Idéologiquement les gauchistes sont restés des porteurs de valises complices de criminels, certes sans armes, mais de manière feutrée, insinuante, dans l'entreprise, les municipalités, les manifs. Ils méritent bien d'être taxés d'islamo-gauchisme. Ils tolèrent au nom d'une liberté qui n'en est pas une ce carnaval d'un mode de vie qui rabaisse la femme, en fait l'otage de l'homme, en plus lui fixant des règles de conduite invraisemblables d'une bigoterie du temps de l'obscurité médiévale (par exemple la femme voilée qui se promène seule n'a pas le droit de converser avec un homme)4. Ces obligations de comportements, sous surveillance des imams, sont normales pour les politiciens gauchistes surtout depuis que dans les banlieues PCF et PS au service de communautés musulmanes poussent et même embarquent en autobus les croyants pour les faire s'inscrire sur les listes électorales. De la fin des années 1950 au début des années 1970, anarchistes et gauchistes se faisaient un plaisir de « bouffer du curé », ces arriérés, exploiteurs du peuple, maintenant pédophiles avérés. Les imams, tout autant parasites sociaux que les curés, méritent par contre de ne pas être blasphémés parce qu'ils seraient des cannes pour les pauvres. Leur tiers-mondisme a mué en politique de charité pour les otages de l'islamisme sans que pour autant ils aident au quotidien la majorité des prolétaires musulmans, c'est pour la façade... électorale ; une fois les lampions éteints ils renouent avec leur quartier bobo et leur antiracisme de bistrot. Cette tactique démagogique à l'égard des musulmans ne date pas de la journée d'hier mais d'une leçon de Mitterrand premier qui avait manipulé, avec Harlem Désir et Dray, une campagne de séduction où il fût dit que le vote des beurs lui était acquis « contre la droite raciste ».

Et en effet, en faisant ami-ami avec les cliques et politiciens musulmans, plus de cinq années après ces remarques du journaliste, c'est un Zemmour qui se charge de cette tâche à sa manière « pas très catholique » mais cathodique ; avec évidemment un anti-internationalisme, caché sous le rejet de l'Europe, et typique des pires bardes de l'extrême droite.
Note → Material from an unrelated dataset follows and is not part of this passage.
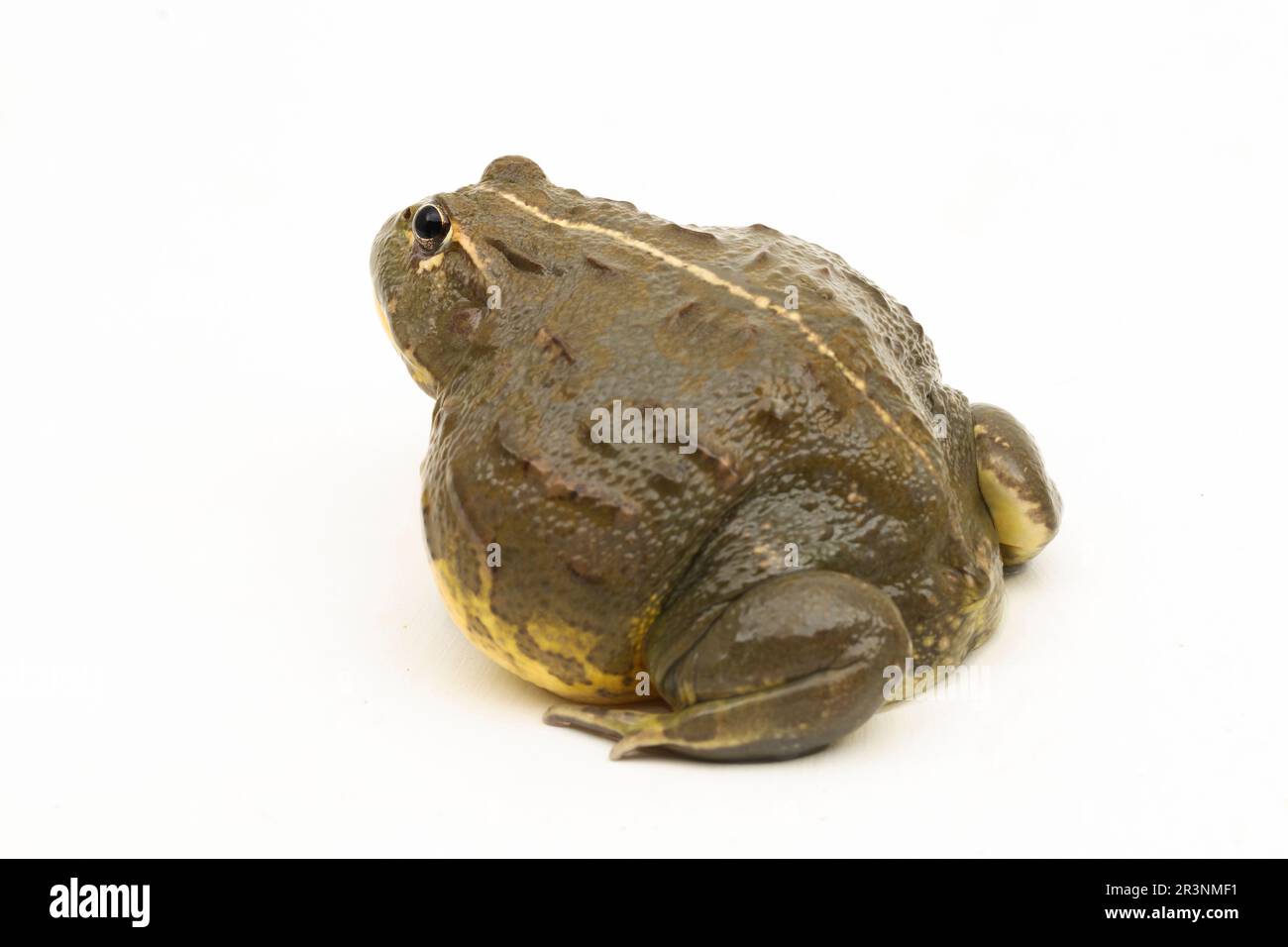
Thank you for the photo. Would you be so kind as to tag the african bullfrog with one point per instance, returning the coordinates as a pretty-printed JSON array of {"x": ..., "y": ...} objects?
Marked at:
[{"x": 708, "y": 464}]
Sa solution est ridiculement « versaillaise » puisqu'il prône, comme au moment de la Restauration de 1830 – et il l'a dit carrément face aux bigots réunis à Versailles - l'alliance entre la bourgeoisie et les gilets jaunes ! Franchement appeler à une révolution « patriotique » (remugle puant de 1914)par une alliance entre la droite bourgeoise et ce qu'il reste des ploucs gilets jaunes, sur le simple rejet des immigrés, c'est se moquer non seulement du peuple français mais surtout du prolétariat ; rappelons que les gilets jaunes de base furent surtout égarés et trimbalés par des boutiquiers forts en gueule et que les retraités présents, même anciens ouvriers, confirmaient être ficelés dans la mentalité de rebellocrates petits bourgeois hors de la production, et sans autre projet politique que les habituelles mièvreries démocratiques. En deuxième lieu, cette faconde de l'histrion de bénir ces deux entités est franchement ignoble : aux bourgeois je promets de les aider à réussir la solution « libérale » des privations à l'encontre des prolétaires (dont la retraite repoussée à 67 ans) et, aux hétéroclites ploucs de la révolte éphémère contre le racket pétrolier, je montre du doigt les responsables, non pas l'Etat capitaliste mais les immigrés en général « profiteurs » du système de couverture sociale française. Même si je conchie la bien pensance de dénoncer tout contradicteur comme fâchiste, on pense tout de même au dictateur à petite moustache qui offrit à sa bourgeoisie la guerre mondiale dont elle rêvait et comme pitance à la classe ouvrière l'antisémitisme.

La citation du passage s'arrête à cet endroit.